Dans un communiqué du 9 mai, l'ARS indiquait avoir fait effectuer des mesures par le Laboratoire Central de Préfecture de Police de Paris (LCPP) pour évaluer les concentrations en plomb dans l'air et dans les poussières déposées. Les résultats "démontraient la présence de dépôts de poussières résiduelles de plomb dans les abords immédiats de la cathédrale". L'agence conseillait alors aux riverains et à toutes personnes fréquentant régulièrement les abords de la cathédrale, de :

  • privilégier l'emploi d'une serpillière humide, plutôt que d'un balai ou d'un aspirateur, pour nettoyer son logement ;
  • se laver régulièrement les mains (particulièrement avant les repas ou après un contact avec le sol), garder des ongles courts et ne pas se les ronger ;
  • laver fréquemment les jouets des enfants et autres objets qu'ils sont susceptibles de porter à la bouche.

Quels sont les risques du saturnisme chez les enfants ?

La contamination par le plomb est à l'origine du saturnisme qui touche principalement les enfants de moins de 6 ans et les femmes enceintes (plus exactement l'enfant à naître), en raison d'un métabolisme plus favorable à l'absorption du plomb que les adultes. Depuis le 17 juin 2015, le taux définissant le saturnisme a été abaissé à 50 microgrammes de plomb par litre de sang (il était de 100 auparavant). "Une fois dans l'organisme, le plomb se stocke, notamment dans les os, d'où il peut être libéré dans le sang, des années ou même des dizaines d'années plus tard. L'élimination du plomb dans l'organisme est lente après l'arrêt de l'exposition : sa demi-vie est de 15 à 20 ans" explique le ministère de la Santé.

Les effets du plomb dépendent de sa quantité dans le sang. Parmi eux :

- A 50 microgrammes : troubles cognitifs (troubles de l'attention, hyperactivité, difficultés d'apprentissage), petit poids à la naissance quand l'enfant a été exposé pendant la grossesse, retard de développement, baisse de l'acuité auditive.

- Jusqu'à 100 microgrammes : baisse de points de quotient intellectuel.

- A 500 microgrammes : encéphalopathies, neuropathies, retard de la maturation sexuelle et pubertaire, moindre fabrication de vitamine D.

- A 1000 microgrammes : anémie, encéphalopathies sévères, ralentissement du transit digestif.

- A plus de 1000 microgrammes : risque de décès. 

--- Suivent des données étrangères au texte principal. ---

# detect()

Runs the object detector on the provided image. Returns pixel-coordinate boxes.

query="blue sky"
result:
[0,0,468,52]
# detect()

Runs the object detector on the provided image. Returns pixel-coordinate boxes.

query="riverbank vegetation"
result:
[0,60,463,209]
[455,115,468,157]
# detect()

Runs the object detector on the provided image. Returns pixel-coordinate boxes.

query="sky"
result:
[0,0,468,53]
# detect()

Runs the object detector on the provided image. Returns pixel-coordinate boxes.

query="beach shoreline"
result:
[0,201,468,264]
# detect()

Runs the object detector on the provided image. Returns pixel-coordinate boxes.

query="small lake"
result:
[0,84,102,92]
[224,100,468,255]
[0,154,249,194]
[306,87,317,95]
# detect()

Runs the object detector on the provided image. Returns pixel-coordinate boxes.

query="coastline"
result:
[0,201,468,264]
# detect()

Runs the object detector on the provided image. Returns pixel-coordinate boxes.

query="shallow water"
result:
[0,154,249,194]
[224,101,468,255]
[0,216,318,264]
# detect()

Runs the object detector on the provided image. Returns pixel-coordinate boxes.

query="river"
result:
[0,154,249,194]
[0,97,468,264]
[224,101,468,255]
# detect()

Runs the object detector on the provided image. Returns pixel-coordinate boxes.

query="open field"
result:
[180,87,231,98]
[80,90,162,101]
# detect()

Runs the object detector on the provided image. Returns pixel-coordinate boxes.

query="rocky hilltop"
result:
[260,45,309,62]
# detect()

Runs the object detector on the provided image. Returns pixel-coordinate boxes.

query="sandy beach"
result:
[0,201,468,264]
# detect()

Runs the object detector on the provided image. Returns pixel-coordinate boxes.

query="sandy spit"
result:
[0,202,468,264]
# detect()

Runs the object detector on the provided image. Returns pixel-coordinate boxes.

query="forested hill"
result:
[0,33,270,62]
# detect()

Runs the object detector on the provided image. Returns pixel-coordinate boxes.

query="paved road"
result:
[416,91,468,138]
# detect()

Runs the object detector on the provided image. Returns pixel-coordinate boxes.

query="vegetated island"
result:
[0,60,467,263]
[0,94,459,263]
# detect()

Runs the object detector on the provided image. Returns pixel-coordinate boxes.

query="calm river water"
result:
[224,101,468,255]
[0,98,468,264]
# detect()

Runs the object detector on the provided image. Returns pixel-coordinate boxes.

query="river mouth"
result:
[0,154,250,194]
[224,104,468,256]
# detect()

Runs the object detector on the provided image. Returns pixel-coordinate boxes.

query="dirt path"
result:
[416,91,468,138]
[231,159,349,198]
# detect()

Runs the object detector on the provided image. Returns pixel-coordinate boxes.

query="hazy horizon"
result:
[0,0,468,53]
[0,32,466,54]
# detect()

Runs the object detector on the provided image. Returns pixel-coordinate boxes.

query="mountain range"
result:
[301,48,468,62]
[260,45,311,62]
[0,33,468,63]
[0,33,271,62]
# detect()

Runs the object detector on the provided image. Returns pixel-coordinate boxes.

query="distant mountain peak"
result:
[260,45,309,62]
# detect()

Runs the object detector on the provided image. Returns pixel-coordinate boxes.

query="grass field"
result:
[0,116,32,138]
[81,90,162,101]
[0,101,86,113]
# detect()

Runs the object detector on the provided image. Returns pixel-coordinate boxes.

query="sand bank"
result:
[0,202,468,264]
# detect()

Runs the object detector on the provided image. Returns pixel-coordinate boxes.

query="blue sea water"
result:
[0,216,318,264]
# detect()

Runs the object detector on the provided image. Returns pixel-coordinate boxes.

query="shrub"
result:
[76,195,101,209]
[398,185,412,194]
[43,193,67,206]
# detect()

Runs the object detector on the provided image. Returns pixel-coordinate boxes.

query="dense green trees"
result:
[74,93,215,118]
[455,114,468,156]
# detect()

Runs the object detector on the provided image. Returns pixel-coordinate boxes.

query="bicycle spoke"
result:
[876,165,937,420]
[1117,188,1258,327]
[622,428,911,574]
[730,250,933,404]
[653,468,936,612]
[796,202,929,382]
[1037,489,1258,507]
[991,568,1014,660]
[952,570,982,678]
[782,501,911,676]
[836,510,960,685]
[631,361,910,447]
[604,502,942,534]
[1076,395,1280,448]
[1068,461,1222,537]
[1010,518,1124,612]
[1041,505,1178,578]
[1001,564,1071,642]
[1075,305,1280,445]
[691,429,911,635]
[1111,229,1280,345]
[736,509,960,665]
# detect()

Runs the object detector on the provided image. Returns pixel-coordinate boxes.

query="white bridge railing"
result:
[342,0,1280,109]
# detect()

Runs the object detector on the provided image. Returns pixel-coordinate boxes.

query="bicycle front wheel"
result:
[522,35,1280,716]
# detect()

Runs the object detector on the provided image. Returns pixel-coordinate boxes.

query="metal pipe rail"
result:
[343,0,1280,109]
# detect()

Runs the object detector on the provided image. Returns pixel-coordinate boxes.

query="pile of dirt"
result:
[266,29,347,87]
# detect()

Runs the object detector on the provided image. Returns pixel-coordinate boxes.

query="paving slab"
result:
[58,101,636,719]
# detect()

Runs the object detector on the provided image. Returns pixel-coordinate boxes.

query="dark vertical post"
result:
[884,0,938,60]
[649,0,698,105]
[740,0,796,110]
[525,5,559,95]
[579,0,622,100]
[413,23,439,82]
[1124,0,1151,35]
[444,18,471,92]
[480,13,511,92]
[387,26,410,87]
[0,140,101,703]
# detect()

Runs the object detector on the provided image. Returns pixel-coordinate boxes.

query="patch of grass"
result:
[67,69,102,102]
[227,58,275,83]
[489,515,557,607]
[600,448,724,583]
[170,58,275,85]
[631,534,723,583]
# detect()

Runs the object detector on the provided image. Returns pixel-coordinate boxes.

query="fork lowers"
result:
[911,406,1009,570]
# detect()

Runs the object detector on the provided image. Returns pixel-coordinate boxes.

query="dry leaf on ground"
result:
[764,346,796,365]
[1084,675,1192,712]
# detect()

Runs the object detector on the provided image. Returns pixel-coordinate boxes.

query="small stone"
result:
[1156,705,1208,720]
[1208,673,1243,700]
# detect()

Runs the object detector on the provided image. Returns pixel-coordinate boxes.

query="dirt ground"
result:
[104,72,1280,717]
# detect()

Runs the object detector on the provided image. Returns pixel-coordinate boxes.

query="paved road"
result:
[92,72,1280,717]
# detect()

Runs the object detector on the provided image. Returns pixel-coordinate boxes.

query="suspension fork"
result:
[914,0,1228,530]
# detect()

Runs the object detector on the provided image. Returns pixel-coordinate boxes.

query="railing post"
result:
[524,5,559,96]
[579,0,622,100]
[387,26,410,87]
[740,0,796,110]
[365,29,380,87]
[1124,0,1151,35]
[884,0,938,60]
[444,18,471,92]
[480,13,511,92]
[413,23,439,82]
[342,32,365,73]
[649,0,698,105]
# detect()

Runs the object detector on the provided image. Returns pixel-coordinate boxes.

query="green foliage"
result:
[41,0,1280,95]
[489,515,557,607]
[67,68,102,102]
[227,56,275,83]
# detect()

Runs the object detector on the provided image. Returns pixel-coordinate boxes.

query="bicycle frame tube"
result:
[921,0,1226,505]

Un excès de plomb peut aussi entraîner des coliques saturnines, des douleurs abdominales, des perturbations de la pression artérielle, de la fonction rénale et de la reproduction. Chez la femme enceinte intoxiquée par le plomb, il existe des risques d'avortement, d'accouchement prématuré ou d'hypertension artérielle gravidique.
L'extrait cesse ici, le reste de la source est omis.